Cet effondrement du PD en Italie résulte de deux causes (et non
d’une seule) : d’une part, la consolidation de l’ancrage droitier
de sa majorité et, d’autre part, la réduction de son pluralisme en
raison d’une fusion qui rend plus difficile la cohabitation avec
les courants de l’ancrage à gauche. Ces deux facteurs empêchent,
en effet, une partie importante des électeurs socialistes de
se sentir représentés par le PD, les uns parce qu’ils ne le trouvent
pas assez ancré à gauche, les autres parce qu’ils sont trop
hésitants sur le programme nécessaire à la gauche pour choisir
un parti trop monolithique.
Unité de la gauche et ancrage à gauche
En revanche, l’idée de la « maison commune de la gauche »,
défendue par Martine Aubry, est un retour à la stratégie d’unité
de la gauche (de « front unique ouvrier ») ce que les militants
socialistes appellent « renouer avec la stratégie d’Epinay » en
référence au congrès de 1971. L’unité de la gauche est une étape
nécessaire vers la constitution d’un parti unifié de la gauche et
donc un pas en avant vers l’instauration de la démocratie dans
la gauche.
Ainsi, l’élaboration d’un programme commun de la gauche
oblige à comparer les arguments favorables à un ancrage à
gauche et ceux favorables à un ancrage social-libéral. Or, la
confrontation démocratique favorise un programme de démocratie
sociale. C’est pourquoi les sociaux-libéraux refusent
l’union de la gauche ou n’iront qu’à reculons.

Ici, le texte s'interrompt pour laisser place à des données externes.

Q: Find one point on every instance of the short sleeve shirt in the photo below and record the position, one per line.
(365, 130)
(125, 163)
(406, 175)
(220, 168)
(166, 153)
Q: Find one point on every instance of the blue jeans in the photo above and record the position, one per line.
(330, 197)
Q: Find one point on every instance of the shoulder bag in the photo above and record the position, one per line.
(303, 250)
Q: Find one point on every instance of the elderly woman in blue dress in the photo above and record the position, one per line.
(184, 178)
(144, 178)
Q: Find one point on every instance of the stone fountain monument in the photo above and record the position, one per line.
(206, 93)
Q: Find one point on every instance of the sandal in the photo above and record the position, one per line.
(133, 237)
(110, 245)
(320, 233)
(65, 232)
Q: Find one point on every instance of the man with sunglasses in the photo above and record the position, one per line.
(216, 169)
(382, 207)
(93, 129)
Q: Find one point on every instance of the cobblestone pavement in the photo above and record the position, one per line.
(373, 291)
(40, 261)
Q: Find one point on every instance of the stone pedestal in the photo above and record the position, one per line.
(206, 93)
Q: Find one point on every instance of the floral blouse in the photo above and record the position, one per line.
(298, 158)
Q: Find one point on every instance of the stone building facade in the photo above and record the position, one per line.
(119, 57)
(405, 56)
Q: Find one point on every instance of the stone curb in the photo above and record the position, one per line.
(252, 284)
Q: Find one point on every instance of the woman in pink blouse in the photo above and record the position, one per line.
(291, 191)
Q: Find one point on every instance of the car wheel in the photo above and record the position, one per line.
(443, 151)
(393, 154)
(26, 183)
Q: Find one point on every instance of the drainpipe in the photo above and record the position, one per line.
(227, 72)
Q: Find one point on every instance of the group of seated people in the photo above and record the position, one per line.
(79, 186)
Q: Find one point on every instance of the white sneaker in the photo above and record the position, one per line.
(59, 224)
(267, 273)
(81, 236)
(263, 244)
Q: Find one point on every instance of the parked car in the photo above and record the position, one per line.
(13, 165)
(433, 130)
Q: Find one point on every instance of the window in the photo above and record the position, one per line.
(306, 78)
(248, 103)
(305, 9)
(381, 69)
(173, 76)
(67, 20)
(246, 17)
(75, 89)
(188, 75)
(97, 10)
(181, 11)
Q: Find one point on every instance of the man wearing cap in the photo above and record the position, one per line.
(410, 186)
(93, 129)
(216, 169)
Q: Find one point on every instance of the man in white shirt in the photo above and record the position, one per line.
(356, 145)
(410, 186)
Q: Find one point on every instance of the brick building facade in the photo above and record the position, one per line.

Unité de la gauche ou maison commune de la gauche favorisent
l’ancrage à gauche. Refondation et rénovation sont le rideau de
fumée que lui oppose le social-libéralisme. L’idée de la « maison
commune de la gauche » pousse le PS à gauche et fait obstacle
à l’idée d’alliance avec la droite (Modem de Bayrou ou
autres).
Le 7 juin est la démonstration de l’échec du social-libéralisme
et de la troisième voie. Mais, est-ce que cette démonstration
sera suffisante pour pousser la gauche à s’unir ?
L’unité de la gauche et l’ancrage à gauche sont les deux facteurs
de la mobilisation du peuple de gauche et de renforcement de la
gauche. C’est de ce point de vue qu’on peut tirer les leçons de
ces élections européennes.
Le PS, parti pluraliste,
parti de gauche par défaut
En l’absence d’union des partis de gauche autour d’un même
programme, la mobilisation de la masse des électeurs de gauche
profite principalement aux organisations de gauche qui ressemblent
le plus à cette unité, c’est-à-dire qui sont les plus pluralistes.
Cette mobilisation en leur faveur varie, cependant, en
fonction des réponses qu’ils apportent aux revendications,
c’est-à-dire en fonction de leur ancrage à gauche.
L’électorat socialiste constitue en France 60 % de l’électorat de
la gauche parce que le PS est le « parti de gauche par défaut ».
La masse des électeurs de gauche ne comprend pas l’éclatement
de la gauche en plusieurs partis. Ceux qui n’ont pas d’exigence
programmatique précise et détaillée votent pour le PS parce que
son caractère pluraliste leur évite un choix programmatique
qu’ils préfèrent confier aux responsables de la gauche.
Lorsqu’il advient que ces électeurs sont porteurs d’une revendication
particulière, ils attendent de leur parti qu’il y réponde.
Mais puisque, depuis longtemps, le PS ne répond pas de façon
satisfaisante aux revendications sociales portées par ses électeurs,
alors son électorat se démobilise. C’est ce qui lui arrive
depuis 1983 et notamment depuis 1993, malgré une embellie en
1997. Cette fracture électorale s’approfondit avec la reproduction
de ses causes, mais elle ne se traduit que très marginalement
par un déplacement d’une partie de l’électorat socialiste
vers d’autres partis de gauche.
Position de retrait ou vote refuge
En effet, faute d’en trouver un qui soit suffisamment pluraliste,
ces électeurs socialistes se retirent dans l’abstention.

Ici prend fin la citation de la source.